我慢が肝腎と心しているが、ついつい、物申す嫌な年寄りになり始めたかと肩をすくめる。だが、やはり、さらりと、言ってのけている嫌な自分がいるのである。
徒然草で言っているではないか。
“おぼしき事言わぬは、腹ふくるわざ”
この歳である。勘弁して貰う。
昨今、気づくと、車を走らせ古都に向かっている。その古都での気づきである。
久しぶり古都、庭も仏もそれに龍を、お気に入りの寺に出かけ独り占めしたい。でが、昨今、その気も失せ2、3の寺や庭を除いて、すっかり足が遠のいている。
その訳は、いよいよ激しくなった私の我が儘にある。
混雑ときの参拝は気を削ぐが、だが、雨の日や早朝か、閉寺寸前の一時にタイミングを合わせば、それも凌ぐことができる。
だが、どうにもできない気分を削ぐものがある。
名庭の真横に、名だたる仏師の仏像の、また、堪能したい墨絵の、その先に、赤々としたトイレの表示が目に入る。さらに、余韻のまだ冷めない出口には、無愛想な寺男衆が憮然と座り、その応対をしている煩雑な売店がある。

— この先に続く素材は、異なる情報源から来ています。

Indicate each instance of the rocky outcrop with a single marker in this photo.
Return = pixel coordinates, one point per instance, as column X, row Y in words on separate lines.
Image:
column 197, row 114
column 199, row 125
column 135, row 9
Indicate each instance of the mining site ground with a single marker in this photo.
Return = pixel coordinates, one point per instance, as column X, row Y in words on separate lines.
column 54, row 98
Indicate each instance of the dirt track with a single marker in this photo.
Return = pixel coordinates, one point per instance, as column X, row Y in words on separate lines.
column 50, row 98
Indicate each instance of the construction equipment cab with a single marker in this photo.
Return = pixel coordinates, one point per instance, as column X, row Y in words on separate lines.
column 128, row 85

日常とは遠く離れ、時空を超えた古の空間に身を置き、その庭に、その仏像に、その龍に会い、その余韻ともに寺を後にしたいのである。煩雑な日常の世界に一気に連れ戻される。
確かに、これだけの空間を維持していくには、十分な拝観料もお札、絵葉書、蝋燭の販売も確かに必要である。何も売るなと言うのではない。それも、トイレが無くても良いとは言っているのではない。
少々不便でも外にあれば良い。
生活の気配を消した寺がよい。難しくはない。その身に自分を置けば直ぐに分かることなのである。生活の匂いを消し去るのが良いのである。

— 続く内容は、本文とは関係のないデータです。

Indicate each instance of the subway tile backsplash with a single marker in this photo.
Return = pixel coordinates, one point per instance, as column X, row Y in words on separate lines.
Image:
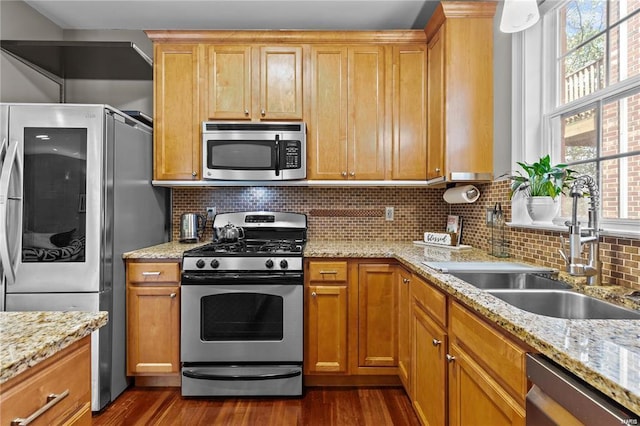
column 358, row 214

考えてみれば、一方、神社のお札売り場は、その静寂さを壊さない配慮がされている。拝殿から少し離れたところに、整然と整理されたお神札売り場があり、それを入れる包装紙もある。それに、それを扱うのが、赤と白の身につけ巫女たち。さらに、男衆も袴をはき清潔さを身に纏おうっている。綺麗に統一されている。

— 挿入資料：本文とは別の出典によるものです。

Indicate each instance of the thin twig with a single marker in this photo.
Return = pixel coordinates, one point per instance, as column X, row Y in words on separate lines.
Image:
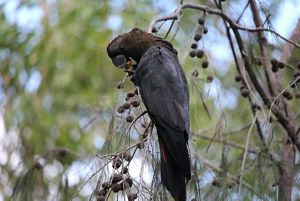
column 245, row 153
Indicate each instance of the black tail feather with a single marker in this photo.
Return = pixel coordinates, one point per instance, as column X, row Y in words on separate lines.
column 175, row 169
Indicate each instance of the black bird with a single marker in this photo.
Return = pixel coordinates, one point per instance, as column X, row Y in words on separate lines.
column 164, row 91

誰か音頭をとって、お寺の中の表示類も含めて、お寺の売店の工夫をやってみるのはどうだろう。京都も奈良には,人一倍美しさに敏感な美の大家も美大生も大勢いる。美の大家の出番である。美大生も走れば良いのである。
なぁ〜に、何の心配もいらない。
今もお断りしたい程の溢れる観光客が訪れている。こんな小言は、老人の戯言と捨ててしまえば良いのである。